Because the forward adapter might bind to either end of these fragments,
approximately half of the matches are expected to be reverse-complemented 
with perfect overlap. Paired reads are checked for merging before clustering/mapping.


e.g., genotyping-by-sequencing, EZ-RAD, (w/ paired-end sequencing)


2brad
^^^^^^
This category is for a special class of reads sequenced fragments generated using
a type IIb restriction enzyme. The reads are usually very short in length, and 
are treated slightly differently in steps 2 and 7. 



.. _input_files:

FASTQ input files
------------------
Depending on how and where your sequence data are generated you may receive the
data in a single giant file, or in many smaller files.
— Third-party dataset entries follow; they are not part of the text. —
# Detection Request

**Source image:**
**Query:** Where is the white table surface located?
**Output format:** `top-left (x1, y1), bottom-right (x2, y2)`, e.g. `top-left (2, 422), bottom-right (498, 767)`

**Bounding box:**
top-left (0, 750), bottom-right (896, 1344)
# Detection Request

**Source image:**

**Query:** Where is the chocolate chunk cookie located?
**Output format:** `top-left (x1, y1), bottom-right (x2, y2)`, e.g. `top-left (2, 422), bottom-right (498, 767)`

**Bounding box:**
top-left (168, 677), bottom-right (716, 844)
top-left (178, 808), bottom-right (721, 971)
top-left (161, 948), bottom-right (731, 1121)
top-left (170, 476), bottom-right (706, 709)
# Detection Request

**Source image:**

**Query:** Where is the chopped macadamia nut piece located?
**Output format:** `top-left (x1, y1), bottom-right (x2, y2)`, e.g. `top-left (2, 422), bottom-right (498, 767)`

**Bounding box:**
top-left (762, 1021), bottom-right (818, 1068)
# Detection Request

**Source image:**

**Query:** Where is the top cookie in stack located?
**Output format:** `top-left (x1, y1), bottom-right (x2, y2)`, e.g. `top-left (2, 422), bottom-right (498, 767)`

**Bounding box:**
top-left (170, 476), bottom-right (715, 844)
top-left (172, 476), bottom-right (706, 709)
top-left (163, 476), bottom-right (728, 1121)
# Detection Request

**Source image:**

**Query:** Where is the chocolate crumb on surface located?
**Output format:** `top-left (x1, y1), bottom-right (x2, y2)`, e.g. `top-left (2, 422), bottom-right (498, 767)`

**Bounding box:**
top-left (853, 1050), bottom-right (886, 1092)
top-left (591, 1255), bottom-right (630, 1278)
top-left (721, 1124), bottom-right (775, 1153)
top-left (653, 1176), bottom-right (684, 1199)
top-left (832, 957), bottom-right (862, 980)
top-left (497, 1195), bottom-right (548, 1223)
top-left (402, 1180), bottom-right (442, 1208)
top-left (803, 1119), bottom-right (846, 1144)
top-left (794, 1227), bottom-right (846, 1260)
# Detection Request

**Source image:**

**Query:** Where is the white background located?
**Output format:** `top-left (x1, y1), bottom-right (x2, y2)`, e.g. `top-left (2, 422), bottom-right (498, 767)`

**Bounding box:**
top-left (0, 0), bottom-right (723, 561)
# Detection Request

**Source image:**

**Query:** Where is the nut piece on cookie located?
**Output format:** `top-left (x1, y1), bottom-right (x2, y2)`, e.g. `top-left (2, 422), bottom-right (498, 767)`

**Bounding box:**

The files may contain data
from all of your individuals mixed up together, in which case the data need
to be demultiplexed based on their barcodes or index; or your data may 
already be demultiplexed, in which case each of your data files corresponds to 
a different sample. 


multiplexed (raw) sequence files  
^^^^^^^^^^^^^^^^^^^^^^^^^^^^^^^^
If your data are not yet sorted among individuals/samples then you will need 
to have their barcode information organized into a 
:ref:`barcodes file<barcodes_file>`. Sample names are taken from the barcodes 
file. The raw data file(s) should be entered in the ``raw_fastq_path`` parameter.


demultiplexed (sorted) sequence files
^^^^^^^^^^^^^^^^^^^^^^^^^^^^^^^^^^^^^
If your data are already sorted then you simply have to enter the path to the 
data files in the ``sorted_fastq_path`` parameter.
The :ref:`cookbook recipes <cookbook_recipes>` section provides more complex
methods for combining data from multiple sequencing runs into the same 
individual, or for using multiple barcodes file.


.. note:: 

    It's worth paying careful attention to file names before starting
    an analysis since these names, and any included typos, will be perpetuated 
    through all the resulting data files. Do not include spaces in file names.


.. _file_names:
Input file names
-----------------
If your data are not yet demultiplexed then Sample names will come from the 
:ref:`barcodes files<barcodes_file>`, as shown below. 
Otherwise, if data files are already sorted among Samples (demultiplexed) 
then Sample names will be extracted from the file names. 
The file names should not have any spaces in them. 
If you are using a paired-end data type then the rules for file names are a bit 
more strict than for single-end data. Every read1 file must contain the string 
``_R1_`` in it, and every R2 file must match exactly to the name of the R1 file
except that it has ``_R2_``. See the tutorials for an example. 



.. _barcodes_file:

Barcodes file
--------------
The barcodes file is a simple table linking barcodes to samples. 
Barcodes can be of varying lengths. 
Each line should have one name and then one barcode, separated by a tab or 
space. The names that you enter in the barcodes file are the names 
that will end up in your output files, so it is useful to check for 
typos or other errors, or to shorten the names as you see fit before 
running step1. Do not include any spaces in Sample names. 

.. parsed-literal:: 
    sample1     ACAGG
    sample2     ATTCA  
    sample3     CGGCATA  
    sample4     AAGAACA  


.. _params_file:
Params file
------------
The parameter input file, which typically includes ``params.txt`` in its name, 
can be created with the ``-n`` option from the ipyrad command line. This file 
lists all of the :ref:`parameter settings<paramater settings>` 
necessary to complete an assembly. 
A description of how to create and use a parmas file can be found in the 
:ref:`introductory tutorial<tutorial_intro_cli>`.